LinuxLists.cc - [RFC] proc: don't show kernel-internal mnt

2016-11-07 16:10:14

Subject: [RFC] proc: don't show kernel-internal mnt_id in fdinfo (if possible)

Some kernel special fs could be mounted by userspace, let's show
userspace mnt_id in those cases.

Otherwise, I got:
[~]# cat /proc/11299/fdinfo/3
pos: 0
flags: 02000002
mnt_id: 14
[~]# cat /proc/11299/mountinfo | grep '^14'
[~]# ls -l /proc/11299/fd/3
lrwx------. 1 root root 64 Nov 7 18:30 /proc/11299/fd/3 -> /test-queue
[~]# ls /dev/mqueue/
test-queue
[~]# cat /proc/11299/mountinfo | grep mqueue
32 18 0:14 / /dev/mqueue rw,relatime shared:17 - mqueue mqueue rw,seclabel

This happens because mqueue fs is mounted twice:
- the first is kernel-internal mnt on init:
kernel_init=>do_one_initcall=>init_mqueue_fs=>mq_init_ns=>vfs_kern_mount
- the second time it's systemd's mount-unit:
entry_SYSCALL_64_fastpath=>SyS_mount=>do_mount=>vfs_kern_mount

For the purpose of userspace parsing, having in-kernel mnt_id is less
useful then mnt_id of mount point: afterwards I'm able to see fs type,
path, etc:
[~]# cat /proc/11152/mountinfo | grep mqueue
32 18 0:14 / /dev/mqueue rw,relatime shared:18 - mqueue mqueue rw,seclabel
[~]# cat /proc/11152/fdinfo/3
pos: 0
flags: 02000002
mnt_id: 32

On a bad side - if we've no userspace mount, we still can't tell a thing
about opened fd..

Cc: Al Viro <[email protected]>
Cc: Andrey Vagin <[email protected]>
Cc: "Eric W. Biederman" <[email protected]>
Cc: Rob Landley <[email protected]>
Signed-off-by: Dmitry Safonov <[email protected]>
---
fs/proc/fd.c | 24 +++++++++++++++++++++---
1 file changed, 21 insertions(+), 3 deletions(-)

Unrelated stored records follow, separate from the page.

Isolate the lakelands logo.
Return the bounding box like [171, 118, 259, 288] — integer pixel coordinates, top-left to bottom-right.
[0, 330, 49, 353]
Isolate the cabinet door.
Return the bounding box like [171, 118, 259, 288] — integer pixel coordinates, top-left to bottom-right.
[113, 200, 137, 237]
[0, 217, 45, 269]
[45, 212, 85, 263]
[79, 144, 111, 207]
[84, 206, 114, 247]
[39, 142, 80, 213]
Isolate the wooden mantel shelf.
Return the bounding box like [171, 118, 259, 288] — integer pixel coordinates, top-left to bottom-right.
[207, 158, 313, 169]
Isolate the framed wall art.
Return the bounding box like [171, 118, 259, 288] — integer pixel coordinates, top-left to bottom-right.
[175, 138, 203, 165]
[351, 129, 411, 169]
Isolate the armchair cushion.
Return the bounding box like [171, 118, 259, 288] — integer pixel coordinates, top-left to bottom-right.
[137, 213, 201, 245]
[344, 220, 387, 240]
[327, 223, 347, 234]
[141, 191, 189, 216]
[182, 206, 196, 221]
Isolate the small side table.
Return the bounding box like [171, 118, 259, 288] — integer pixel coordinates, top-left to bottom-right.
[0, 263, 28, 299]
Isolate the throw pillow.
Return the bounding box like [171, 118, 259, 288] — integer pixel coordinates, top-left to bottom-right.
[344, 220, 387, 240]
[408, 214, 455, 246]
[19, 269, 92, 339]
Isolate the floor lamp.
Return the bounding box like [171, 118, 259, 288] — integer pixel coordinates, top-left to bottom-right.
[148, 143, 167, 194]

diff --git a/fs/proc/fd.c b/fs/proc/fd.c
index d21dafef3102..bfa8699bcd8e 100644
--- a/fs/proc/fd.c
+++ b/fs/proc/fd.c
@@ -9,6 +9,7 @@
#include <linux/file.h>
#include <linux/seq_file.h>
#include <linux/fs.h>
+#include <linux/nsproxy.h>

#include <linux/proc_fs.h>

@@ -19,9 +20,10 @@
static int seq_show(struct seq_file *m, void *v)
{
struct files_struct *files = NULL;
- int f_flags = 0, ret = -ENOENT;
+ int f_flags = 0, ret = -ENOENT, mnt_id = 0;
struct file *file = NULL;
struct task_struct *task;
+ struct mount *mount;

task = get_proc_task(m->private);
if (!task)
@@ -52,9 +54,25 @@ static int seq_show(struct seq_file *m, void *v)
if (ret)
return ret;

+ mount = real_mount(file->f_path.mnt);
+ if (mount->mnt_ns == MNT_NS_INTERNAL) {
+ struct mount *mnt;
+
+ lock_mount_hash();
+ list_for_each_entry(mnt, &mount->mnt_instance, mnt_instance) {
+ if (current->nsproxy->mnt_ns == mnt->mnt_ns) {
+ mnt_id = mnt->mnt_id;
+ break;
+ }
+ }
+ unlock_mount_hash();
+ }
+
+ if (mnt_id == 0)
+ mnt_id = mount->mnt_id;
+
seq_printf(m, "pos:\t%lli\nflags:\t0%o\nmnt_id:\t%i\n",
- (long long)file->f_pos, f_flags,
- real_mount(file->f_path.mnt)->mnt_id);
+ (long long)file->f_pos, f_flags, mnt_id);

show_fd_locks(m, file, files);
if (seq_has_overflowed(m))
--
2.10.2

2016-11-07 17:09:13

by Eric W. Biederman

[permalink] [raw]

Subject: Re: [RFC] proc: don't show kernel-internal mnt_id in fdinfo (if possible)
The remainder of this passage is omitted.